Na periferia há tráfico de drogas, cujos efeitos, comumente disfóricos, ganham novos sentidos na arte de Caco Pontes, pois em seus versos, as drogas apontam para a expansão da mente mediante estados alterados de consciência, seja a maconha no poema “Luzêra”, de seu primeiro livro “O incrível acordo entre o silêncio e o alter ego”, 2008, sejam drogas alucinógenas do “poema XIII”, de “A ordem dos fatores ocultos”, 2019. Essa não é a única temática de Caco Pontes, ele se refere frequentemente às aventuras e desventuras dos moradores da cidade de São Paulo, inclusive às próprias, entretanto, as drogas, além de estarem sempre presentes em seus livros, ocupam quase totalmente o livro de 2019. Eis os poemas:

“Luzêra”:

              Flô de jardim / tesa certeza / clareia, ilumina, refaça / disfarce / mato, capim / enquanto houver estoque / espoleta, estopim / se for retrato ingrato / (e não há de ser) / nem mesmo perecer / FIM. // Re-começo / mesmo endereço e sentido / Tal achado estimado / valor nobre e bem correspondido / permanece em deserto o cacto / se achando enquanto encontra-se perdido.

“poema XIII”:

o voo da águia / rasgou espirais no céu / rompeu buracos no firmamento / em anunciação / toda nuvem que encobria / a clareza / foi soprada / para que se encontrasse / nesta manifestação / o seu animal de poder / superando o tabu / e chegando ao estado / totêmico

Outro poeta mencionado é o Ricardo Escudeiro, até o momento, autor dos livros “Tempo espaço retratos” / 2014, “Rachar átomo e depois” / 2016 e “A implantação de um trauma e seu sucesso” / 2019, quem, em seus dados biográficos, não se esquece das profissões de metalúrgico e professor, exercidas anteriormente aos atuais ofícios de poeta, editor e agitador cultural.
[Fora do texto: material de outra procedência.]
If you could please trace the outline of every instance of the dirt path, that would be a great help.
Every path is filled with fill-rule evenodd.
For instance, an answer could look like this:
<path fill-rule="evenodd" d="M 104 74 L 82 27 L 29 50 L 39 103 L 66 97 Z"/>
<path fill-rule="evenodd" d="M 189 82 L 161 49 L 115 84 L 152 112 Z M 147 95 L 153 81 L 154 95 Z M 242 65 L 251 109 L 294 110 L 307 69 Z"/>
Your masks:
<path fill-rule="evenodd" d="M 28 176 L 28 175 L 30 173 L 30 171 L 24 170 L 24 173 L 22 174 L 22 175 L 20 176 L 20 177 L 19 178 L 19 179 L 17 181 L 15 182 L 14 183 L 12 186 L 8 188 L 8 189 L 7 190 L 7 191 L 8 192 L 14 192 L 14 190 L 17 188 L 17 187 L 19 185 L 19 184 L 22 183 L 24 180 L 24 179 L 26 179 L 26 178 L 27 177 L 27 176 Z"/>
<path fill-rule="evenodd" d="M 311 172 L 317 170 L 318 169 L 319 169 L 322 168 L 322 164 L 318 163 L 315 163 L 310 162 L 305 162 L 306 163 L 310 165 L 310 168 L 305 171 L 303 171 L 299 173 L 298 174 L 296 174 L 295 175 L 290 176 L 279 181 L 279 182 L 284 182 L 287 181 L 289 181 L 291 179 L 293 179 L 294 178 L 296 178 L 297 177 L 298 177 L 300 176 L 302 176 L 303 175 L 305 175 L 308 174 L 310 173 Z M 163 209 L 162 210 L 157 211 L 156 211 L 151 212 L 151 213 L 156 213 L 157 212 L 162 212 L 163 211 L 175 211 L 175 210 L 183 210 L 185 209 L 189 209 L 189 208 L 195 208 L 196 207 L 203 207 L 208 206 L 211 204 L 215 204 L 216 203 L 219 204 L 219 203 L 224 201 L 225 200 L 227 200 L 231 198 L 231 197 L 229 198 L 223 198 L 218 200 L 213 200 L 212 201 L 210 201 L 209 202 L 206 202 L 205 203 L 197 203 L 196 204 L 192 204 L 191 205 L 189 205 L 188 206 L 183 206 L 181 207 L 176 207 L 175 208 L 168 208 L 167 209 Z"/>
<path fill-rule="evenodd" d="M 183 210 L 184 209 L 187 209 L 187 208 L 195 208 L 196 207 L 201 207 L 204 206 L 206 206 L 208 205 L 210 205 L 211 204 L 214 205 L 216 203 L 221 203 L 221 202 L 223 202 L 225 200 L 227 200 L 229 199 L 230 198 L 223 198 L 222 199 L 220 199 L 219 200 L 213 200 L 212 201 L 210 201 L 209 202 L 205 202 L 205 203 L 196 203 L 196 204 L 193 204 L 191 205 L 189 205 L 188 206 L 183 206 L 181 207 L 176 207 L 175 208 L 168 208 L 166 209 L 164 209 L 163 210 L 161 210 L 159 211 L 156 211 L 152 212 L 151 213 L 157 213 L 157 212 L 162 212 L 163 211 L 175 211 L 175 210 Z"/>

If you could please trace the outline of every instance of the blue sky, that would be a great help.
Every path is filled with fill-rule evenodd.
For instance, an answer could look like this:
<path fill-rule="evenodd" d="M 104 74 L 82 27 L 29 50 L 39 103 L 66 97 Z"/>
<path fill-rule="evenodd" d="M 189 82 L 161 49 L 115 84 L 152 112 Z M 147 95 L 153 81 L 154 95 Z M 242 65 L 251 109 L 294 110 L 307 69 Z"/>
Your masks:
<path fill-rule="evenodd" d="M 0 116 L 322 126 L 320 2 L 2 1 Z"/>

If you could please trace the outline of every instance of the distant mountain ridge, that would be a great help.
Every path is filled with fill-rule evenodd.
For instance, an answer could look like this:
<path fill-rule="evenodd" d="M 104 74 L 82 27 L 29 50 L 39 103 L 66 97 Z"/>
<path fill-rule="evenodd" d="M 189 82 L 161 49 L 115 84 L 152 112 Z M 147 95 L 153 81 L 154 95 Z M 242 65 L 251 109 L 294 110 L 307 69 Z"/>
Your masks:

Antes de quaisquer citações de seus poemas, porém, cabem algumas palavras sobre sua postura poética, o que não deixa de ser, a seu modo, menções a sua poesia.

O Ricardo Escudeiro é formado em Letras e dá continuidade a seus estudos no curso de pós-graduação, nível de mestrado, em criação literária na área de Estudos Comparados em Literaturas de Língua Portuguesa da FFLCH-USP; em seu trabalho, ele discute os temas associados, via-de-regra, à literatura periférica, contrapondo-se ao esperado dela seja por leitores pequeno burgueses, sempre dispostos a não ver na periferia nada além de miséria e violência, seja pela crítica identitária pautada por conceitos ingênuos ou confusos de classe social, etnia, gênero.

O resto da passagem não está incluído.